The latest site we looked at was the College Board.

Thread.
In our research we observed some things that probably shouldn't have been happening.

For example, the terms of the College Board say that usernames are Personally Identifiable Information, and that they don't share PII with third parties for advertising purposes.
We ran some tests in early July, and reran them through July. We consistently saw usernames (which the College Board defines as PII) shipped off to multiple third parties, including Google, Facebook, Snapchat, Yahoo, and Adobe.
In addition to sending PII (the username), we also observed student activity on the College Board site getting shared with third parties. This sharing was tied to a unique identifier that the College Board allowed to be set and read on the College Board site.
On July 28, we re-ran tests on the College Board site, and lo and behold, the only third party vendor still getting student usernames was Adobe (as part of College Board's use of Adobe Marketing Cloud Device Co-op). https://docs.adobe.com/content/help/en/device-co-op/using/about/overview.html
This slight improvement brings the College Board closer to not sharing usernames, but it doesn't address the fact that students (or more precisely, student browsers) are identified by multiple unique identifiers when they use the College Board site.
One of the biggest myths people collecting and exploiting data try to push: unique identifiers (or hashed values, or anonymized data) protect privacy, by default.

This myth sounds good, but it's a lie.
A computer doesn't care if my name is "Bill" or "0xcg35vG" as long as I'm called that consistently.

Unique IDs are confusing to humans, but are great for machines.

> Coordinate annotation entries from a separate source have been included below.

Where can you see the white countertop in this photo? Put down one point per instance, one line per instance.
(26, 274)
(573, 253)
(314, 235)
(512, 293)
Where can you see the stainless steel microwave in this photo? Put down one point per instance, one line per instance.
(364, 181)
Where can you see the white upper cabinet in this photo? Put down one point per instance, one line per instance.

And on the CB site - like most sites - humans are tethered to multiple unique IDs set by multiple third parties.
But back to the College Board site. When a student adds a college to their list of schools they might be interested in?

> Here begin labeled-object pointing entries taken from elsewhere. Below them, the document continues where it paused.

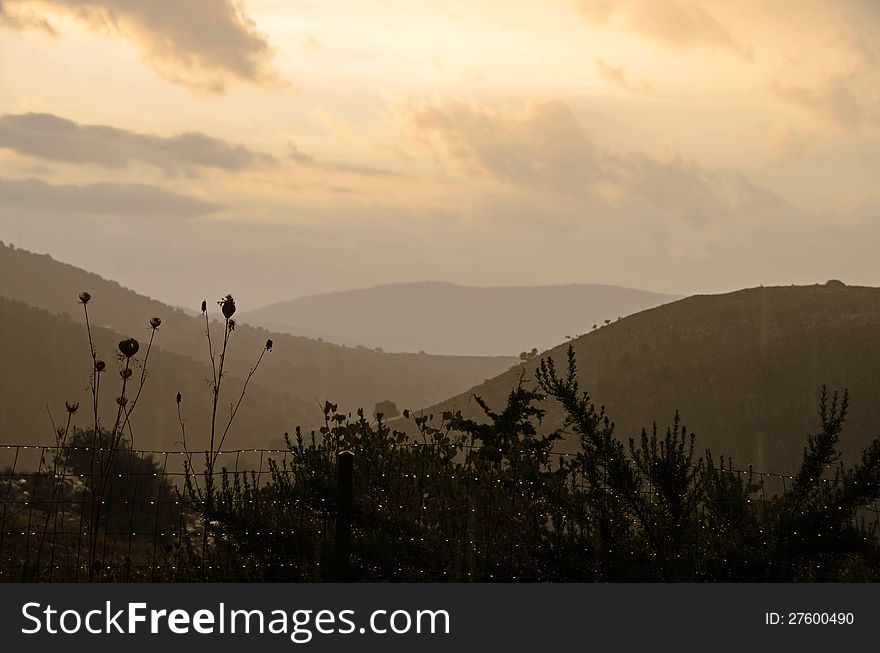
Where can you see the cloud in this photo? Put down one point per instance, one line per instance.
(545, 147)
(200, 44)
(848, 101)
(24, 19)
(304, 159)
(675, 23)
(126, 200)
(52, 138)
(615, 75)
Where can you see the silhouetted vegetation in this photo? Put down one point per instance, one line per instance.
(435, 497)
(488, 500)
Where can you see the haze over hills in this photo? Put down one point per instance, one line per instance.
(445, 318)
(302, 369)
(745, 369)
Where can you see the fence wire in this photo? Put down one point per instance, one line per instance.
(138, 515)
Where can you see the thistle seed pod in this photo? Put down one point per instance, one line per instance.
(129, 347)
(227, 306)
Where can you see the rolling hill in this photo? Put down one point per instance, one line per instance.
(46, 362)
(745, 369)
(304, 370)
(444, 318)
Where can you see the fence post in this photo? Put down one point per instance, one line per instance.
(345, 466)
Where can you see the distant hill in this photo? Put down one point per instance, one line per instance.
(745, 369)
(305, 370)
(444, 318)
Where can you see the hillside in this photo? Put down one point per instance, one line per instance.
(444, 318)
(745, 369)
(46, 362)
(302, 368)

This is what the student sees.
This is what Google, Facebook, Yahoo, and Microsoft see. The student activity is tied to a unique identifier connected to that student's browser.
When a student leaves the College Board site, these same third party vendors (Facebook, Google, etc) continue to use these cookies for tracking -- and, potentially, for other advertising purposes.

For example, this is the Facebook cookie being shared on Huffington Post.
Of course, because many adtech vendors offer both analytics and advertising services, it is difficult to tell exactly what is happening just from observed traffic.

It's worth highlighting that data collected for "analytics" looks pretty similar to data collected for advertising.
But I digress. Here is the cookie value set in a student browser on the College Board being read as an ad for Grammarly is placed.
And here's what it looks like for a cash management app.
These ads are placed on third party sites - ie, NOT the College Board site. But the tracking cookies read on these third party sites are the same tracking cookies set and accessed on the College Board site.
But the tl/dr version:

Unique identifiers are the thing to watch, and they matter more than PII.

PII has some very limited legal protection, but it's often used a red herring. Unique IDs make PII irrelevant.